SUPPLIES & TOOLS:
- 6"x 2" round pan
- Cooling grid
- Icing smoother
- 9" angled spatula
- Disposable decorating bags
- Tweezers
- Favorite cake mix or recipe
- Creamy White Decorator Icing - 4lb tub
- 6-Cell Sprinkles Mix
- Blueberry Lemonade Candy Melts Candy
- Key Lime Pie Decorating Icing Pouch
DIRECTIONS:
- Bake cake. Prepare cake batter following recipe instructions. Bake and cool three cake layers. Level, fill and stack for 6" high cake. Add sprinkles. Mix 6-cell sprinkles together. Lightly press sprinkles to bottom of cake. Reserve remaining sprinkles mix. Melt candy. Melt Blueberry Lemonade candy according to package directions.

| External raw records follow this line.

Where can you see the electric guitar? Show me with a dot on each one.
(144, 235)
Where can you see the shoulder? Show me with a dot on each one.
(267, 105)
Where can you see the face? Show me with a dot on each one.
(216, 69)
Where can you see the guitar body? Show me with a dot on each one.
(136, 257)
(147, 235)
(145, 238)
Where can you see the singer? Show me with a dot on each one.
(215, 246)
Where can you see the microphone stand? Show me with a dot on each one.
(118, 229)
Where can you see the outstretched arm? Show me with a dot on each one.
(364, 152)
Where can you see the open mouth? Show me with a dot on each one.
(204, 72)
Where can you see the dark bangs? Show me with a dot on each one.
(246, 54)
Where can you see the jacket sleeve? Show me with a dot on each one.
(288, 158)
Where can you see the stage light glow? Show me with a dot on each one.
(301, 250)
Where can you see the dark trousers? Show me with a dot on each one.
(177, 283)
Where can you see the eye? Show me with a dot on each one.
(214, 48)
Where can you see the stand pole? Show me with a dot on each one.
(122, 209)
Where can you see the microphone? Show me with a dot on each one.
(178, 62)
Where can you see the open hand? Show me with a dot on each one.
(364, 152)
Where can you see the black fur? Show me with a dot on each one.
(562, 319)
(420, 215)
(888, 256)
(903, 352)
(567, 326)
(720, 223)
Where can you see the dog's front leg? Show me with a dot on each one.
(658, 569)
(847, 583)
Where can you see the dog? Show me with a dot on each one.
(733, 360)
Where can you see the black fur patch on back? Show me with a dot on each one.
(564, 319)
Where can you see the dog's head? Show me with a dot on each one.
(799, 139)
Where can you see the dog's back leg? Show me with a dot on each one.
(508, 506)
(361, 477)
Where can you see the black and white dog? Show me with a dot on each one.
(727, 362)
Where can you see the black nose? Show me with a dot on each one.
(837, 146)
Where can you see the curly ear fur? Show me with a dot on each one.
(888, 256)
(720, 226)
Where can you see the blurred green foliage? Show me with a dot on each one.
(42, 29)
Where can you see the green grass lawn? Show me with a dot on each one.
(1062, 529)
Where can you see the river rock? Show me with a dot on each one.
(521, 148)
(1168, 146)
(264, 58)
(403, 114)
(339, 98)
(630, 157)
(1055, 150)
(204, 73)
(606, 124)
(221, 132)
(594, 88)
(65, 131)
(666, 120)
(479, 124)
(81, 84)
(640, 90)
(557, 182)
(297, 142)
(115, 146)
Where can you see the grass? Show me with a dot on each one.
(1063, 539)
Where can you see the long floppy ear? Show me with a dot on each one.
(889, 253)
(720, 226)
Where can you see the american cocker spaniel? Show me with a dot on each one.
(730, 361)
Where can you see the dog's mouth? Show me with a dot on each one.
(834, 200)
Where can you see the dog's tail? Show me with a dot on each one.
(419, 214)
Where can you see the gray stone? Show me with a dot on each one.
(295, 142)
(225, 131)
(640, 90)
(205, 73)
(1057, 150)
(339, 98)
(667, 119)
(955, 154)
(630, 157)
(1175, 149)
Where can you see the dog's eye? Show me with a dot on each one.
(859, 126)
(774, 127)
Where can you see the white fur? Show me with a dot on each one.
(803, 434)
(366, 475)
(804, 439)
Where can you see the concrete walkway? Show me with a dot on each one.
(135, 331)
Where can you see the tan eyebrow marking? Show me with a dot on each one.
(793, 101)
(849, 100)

Prepare decorating bag with melted candy; cut 1/4" from tip of bag. Pipe melted candy on top of cake, then pipe drips down side of cake. Immediately top cake with some of the remaining sprinkles. Chill cake until set, about 10-15 minutes. Reserve remaining melted candy and sprinkles for later step. Pipe border. Prepare icing pouch with star tip. Using e-motion technique, pipe border around top of cake. Decorate cake. Using remaining melted candy and tweezers, attach remaining sprinkles to top of cake and candy drips on side of cake.